Availability lookup for interview scheduling remained automatically approved. Availability use for candidate ranking required a specific purpose tag. Any connector result that included multiple policy versions had to show the source date. Any write-back to candidate status required a separate action receipt. The approval prompt displayed whether the tool was read-only or write-capable. High-risk calls expired after the requisition closed. A weekly review sampled approval events where AI recommendations were accepted without recruiter edits.
The next candidate challenge was easier.
The company could show the agent, the recruiter, the tool, the source document, the policy version, the approval rule, the output, and the final human action. The answer was not perfect.
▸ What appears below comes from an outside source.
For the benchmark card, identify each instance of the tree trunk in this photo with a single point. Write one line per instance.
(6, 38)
It was specific.
That is what HR AI needs now.
The next wave of enterprise agents will not wait for HR governance to mature. Agents will enter recruiting, employee service, payroll, workforce management, learning, performance, internal mobility, and manager workflows because the workload pressure is real and the platforms are making deployment easier.
The approval layer has to move just as quickly.
An agent inventory tells the company what exists. A subprocessor chain of custody tells it where an output traveled. An evidence packet tells it what happened. A correction ledger tells it what was fixed.
The runtime tool approval ledger tells it why the agent was allowed to act in the first place.
That is the record that has to survive the incident.
The button is no longer just a button.
It is the first line of the audit trail.
This article provides a deep analysis of HR AI runtime tool approval ledgers. Published May 10, 2026.